Estaba enfurecido, pensó, no porque ella negase o menospreciase su divinidad. No estaba, desde luego, tan loco. Era sólo que deseaba que le rindiesen el tributo adecuado por haber conseguido sacarlos de allí. Que le honrasen como a un ser humano, aunque él se viese obligado a hablar en términos de divinidad.

Quería que Awina, sobre todo, reconociese esto. Pero, ¿por qué lo deseaba? ¿Por qué sería tan importante para él aquella criatura bella pero extraña, aquel ser inteligente pero no humano?

Por otra parte, pensaba, ¿por qué debería hacerlo? Ella había sido su principal ayudante desde el primer día, le había enseñado su primer idioma (en cierto modo le había enseñado a hablar), le había prestado numerosos servicios, siendo uno de los más importantes el apoyo moral. Y era muy atractiva, en un sentido físico. Llevaba tanto tiempo sin ver un ser humano, que se había acostumbrado a los no humanos. Awina era una hembra muy bella (casi pensó mujer)

Sin embargo, aunque sentía a menudo mucho cariño hacia ella, a veces le repugnaba. Esto ocurría cuando se le aproximaba demasiado físicamente. El se apartaba, y ella le miraba con una expresión inescrutable. ¿Sabía lo que pensaba él? ¿Interpretaba correctamente su reacción?

Ulises esperaba que no fuese así, porque en tal caso, ella era lo bastante inteligente y sensible para saber que la evitación del contacto físico era una defensa por parte de él. Y ella sabría, como sabía él, por qué él tenía necesidad de defenderse.

– ¡Vamos! -gritó a Wulka y a los otros jefes-. ¡Seguidme fuera del Árbol! ¡Pronto estaremos sobre terreno sólido y seco!

El descenso transcurrió sin novedad, aunque Ulises tuvo que reprimirse para no correr. La inmensa masa gris oscura del Árbol parecía aún más amenazadora, ahora que estaba a punto de librarse de él, que cuando había estado dentro. Pero nada sucedía. No surgieron ni gigantes ni hombres leopardo del Árbol para un ataque final.

Sin embargo, una vez que estuvieran en la llanura, serían fácilmente localizados por los hombres murciélago. Sería mejor permanecer a la sombra del Árbol hasta que cayese la noche y salir entonces.

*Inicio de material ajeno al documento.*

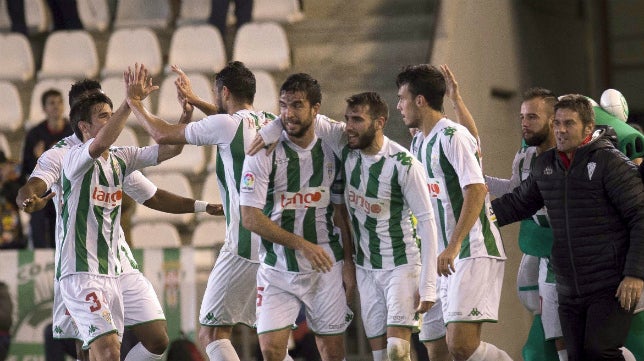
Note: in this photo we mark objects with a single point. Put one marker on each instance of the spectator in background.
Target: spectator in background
(16, 10)
(219, 13)
(11, 236)
(6, 319)
(40, 138)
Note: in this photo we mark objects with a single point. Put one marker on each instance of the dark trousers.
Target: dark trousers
(43, 227)
(219, 12)
(594, 326)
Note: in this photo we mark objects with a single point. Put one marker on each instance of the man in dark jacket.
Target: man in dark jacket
(595, 202)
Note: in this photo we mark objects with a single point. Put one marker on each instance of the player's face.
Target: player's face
(54, 107)
(535, 122)
(297, 113)
(569, 130)
(101, 114)
(361, 129)
(407, 107)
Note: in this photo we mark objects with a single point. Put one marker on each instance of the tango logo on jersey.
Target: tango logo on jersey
(317, 197)
(247, 183)
(107, 196)
(372, 207)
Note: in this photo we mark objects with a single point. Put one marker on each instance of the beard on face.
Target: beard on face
(539, 137)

Afortunadamente, el terreno que había en la base del gran Árbol en aquella zona no era tan pantanoso. En cuanto se separaron de la rama por la que descendía el río, encontraron terreno seco. Hicieron su campamento en el lado norte de una rama que se clavaba en la tierra en un ángulo de cuarenta y cinco grados. Ulises estudió la llanura, cubierta de una hierba muy alta de un color parduzco, salpicada de árboles parecidos a la acacia. Había grandes rebaños de comedores de hierba y hojas por allí: caballos, antílopes, búfalos, aquel otro animal parecido a la jirafa que según su opinión debía proceder del caballo, el animal parecido al elefante que podría haber evolucionado del tapir, el conejo gigante de grandes patas, y el jabalí azul de largas zancas y curvados colmillos. Había también predadores, el correcaminos de cuatro metros de altura, el felino parecido a la pantera y arrogantes leones de pelo como de puercoespín.